Para desenvolver o dispositivo, Seehaus não trabalhou sozinho. Ele convocou o engenheiro químico e bolsista do Conselho Nacional de Pesquisas Científicas e Técnicas (Conicet) Manuel Hadad, que vinha trabalhando no desenvolvimento de aparelhos com essas características. “Em princípio, o aparelho permite saber uma informação que não existia antes: a quantidade de glifosato no ar. Esses dados eram desconhecidos. O efeito nocivo começou a ser visto no leite, no mel, nas aves, nos animais… A ideia é delimitar com critérios de medição qual é a distância que o glifosato não atinge. Essa distância não podia ser estudada porque a equipe não existia ”.
O custo de um kit AR-PUF é semelhante ao de um trazido dos Estados Unidos. De qualquer forma, a fabricação local implica economia em repasses e impostos. “O desenvolvimento custa o mesmo. A questão em um país como a Argentina é trazê-lo de fora. O custo do transporte e outras despesas associadas às transferências internacionais tornam-no três vezes mais caro. Não é tecnologia de ponta, mas conseguimos torná-la mais robusta, precisa e alinhada com o mercado local. Tem esse valor agregado”, explica o pesquisador.
Um kit de monitoramento do ar com pesticidas é apenas uma ferramenta; uma contribuição de dados que serve para sentar à mesa e discutir outro grande tema na Argentina: o mau uso de produtos químicos para uso agrícola, que vai muito além do glifosato. Um recente relatório técnico-científico, realizado pelo Ministério do Meio Ambiente e Desenvolvimento Sustentável da Nação e outros órgãos oficiais, alertou sobre o uso e os impactos da atrazina, um herbicida sistêmico seletivo autorizado na Argentina para o controle de ervas daninhas em culturas de milho, sorgo granífero, cana-de-açúcar, chá, soja, batata, algodão, trigo e girassol, entre outros. E banido em 37 países, muitos deles na União Europeia.
“A atrazina revelou-se um contaminante frequente em todos os compartimentos ambientais analisados em diferentes províncias argentinas, apresentando frequências entre 50 e 100%. Além disso, muitas vezes as concentrações ultrapassam os limites permitidos estabelecidos por organismos nacionais ou internacionais. Isso permite deduzir que se trata de um poluente pseudopersistente em águas epicontinentais porque, dada a persistência da molécula, a frequência e os volumes anuais de utilização, supera-se a capacidade natural de purificação do ambiente”, detalha o relatório.

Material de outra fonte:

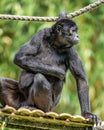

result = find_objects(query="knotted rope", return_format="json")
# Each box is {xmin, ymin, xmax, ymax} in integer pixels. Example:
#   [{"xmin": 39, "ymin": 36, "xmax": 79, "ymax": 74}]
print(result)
[{"xmin": 0, "ymin": 0, "xmax": 104, "ymax": 22}]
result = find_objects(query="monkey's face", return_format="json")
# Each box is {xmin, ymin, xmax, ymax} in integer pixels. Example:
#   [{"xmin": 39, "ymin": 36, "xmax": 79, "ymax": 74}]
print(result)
[{"xmin": 53, "ymin": 20, "xmax": 79, "ymax": 48}]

Assim, em suas conclusões, o trabalho indica que: “Identifica-se em todo o território nacional a carência de dados e informações sobre as concentrações de atrazina e seus metabólitos em alimentos, biota, águas superficiais e subterrâneas e ar, bem como estatísticas de uso, epidemiológicas dados sobre exposição, risco e impactos na saúde e falta de avaliações de risco”.

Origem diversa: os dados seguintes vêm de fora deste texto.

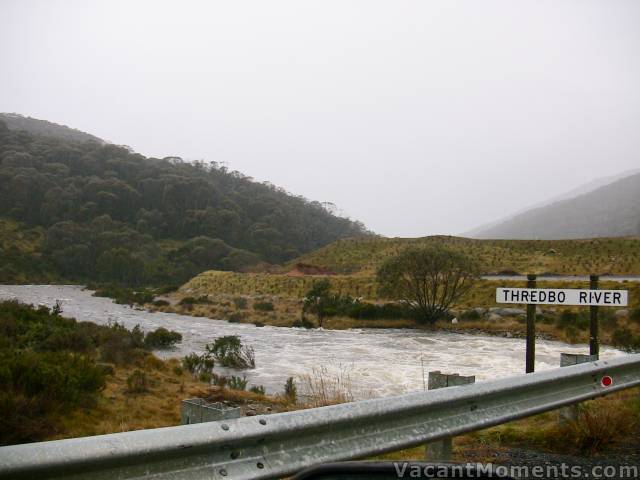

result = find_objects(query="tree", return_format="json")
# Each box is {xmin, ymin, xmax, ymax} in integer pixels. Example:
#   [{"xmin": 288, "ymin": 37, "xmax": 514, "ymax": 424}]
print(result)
[
  {"xmin": 302, "ymin": 278, "xmax": 332, "ymax": 328},
  {"xmin": 377, "ymin": 245, "xmax": 478, "ymax": 323}
]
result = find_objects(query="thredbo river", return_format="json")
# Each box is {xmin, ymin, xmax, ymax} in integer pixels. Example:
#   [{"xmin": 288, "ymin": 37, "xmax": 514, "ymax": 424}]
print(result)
[{"xmin": 0, "ymin": 285, "xmax": 624, "ymax": 397}]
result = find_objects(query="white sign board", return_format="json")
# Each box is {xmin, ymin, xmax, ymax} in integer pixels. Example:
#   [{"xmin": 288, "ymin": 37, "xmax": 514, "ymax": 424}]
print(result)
[{"xmin": 496, "ymin": 288, "xmax": 629, "ymax": 307}]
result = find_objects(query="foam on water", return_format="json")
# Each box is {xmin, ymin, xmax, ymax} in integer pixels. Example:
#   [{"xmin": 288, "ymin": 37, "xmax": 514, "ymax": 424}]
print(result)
[{"xmin": 0, "ymin": 285, "xmax": 624, "ymax": 396}]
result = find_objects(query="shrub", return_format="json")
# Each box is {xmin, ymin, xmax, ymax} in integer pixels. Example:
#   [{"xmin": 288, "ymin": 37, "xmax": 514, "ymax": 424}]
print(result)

Seehaus acredita que as análises são importantes para enfrentar os problemas ambientais do país . “É preciso incorporar a comunidade na hora de pensar ou esquematizar possíveis soluções. Ter as informações que a equipe pode fornecer nos ajuda a tomar decisões e continuar avançando na definição de melhores tecnologias agrícolas, delimitação de zonas de proteção, avaliação de riscos e validação de práticas de manejo de cultivos”.

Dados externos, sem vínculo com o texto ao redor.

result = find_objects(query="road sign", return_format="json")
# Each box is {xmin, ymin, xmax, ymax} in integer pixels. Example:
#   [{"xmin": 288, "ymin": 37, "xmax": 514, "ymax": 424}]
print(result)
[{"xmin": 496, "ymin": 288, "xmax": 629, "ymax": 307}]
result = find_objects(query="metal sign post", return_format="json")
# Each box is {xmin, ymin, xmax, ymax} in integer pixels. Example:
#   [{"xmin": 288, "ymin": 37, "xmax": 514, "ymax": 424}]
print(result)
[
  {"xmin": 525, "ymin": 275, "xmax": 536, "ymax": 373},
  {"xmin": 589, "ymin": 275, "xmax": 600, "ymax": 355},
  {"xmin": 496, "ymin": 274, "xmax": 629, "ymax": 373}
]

Damián Marino, professor da área de Meio Ambiente da Faculdade de Ciências Exatas da Universidade Nacional de La Plata e pesquisador do CONICET, acredita que a situação é urgente e que são necessárias “ações concretas” além das medições. “Basta percorrer os últimos 20 anos da ciência argentina para perceber: não faltam estudos, evidências e dados. O que falta é transformar essa informação científica em ações concretas, marcos regulatórios e proibições. Ou seja, políticas públicas ativas de uso do solo. Veja o documento sobre atrazina. A situação está pronta para agir, o que deve vir de diferentes setores. Falta uma regulamentação ambiental que resolva questões relacionadas à saúde pública e aos sistemas produtivos”, disse Marino,
Este escrito originalmente em espanhol foi publicado pelo jornal “El País” [Aqui!].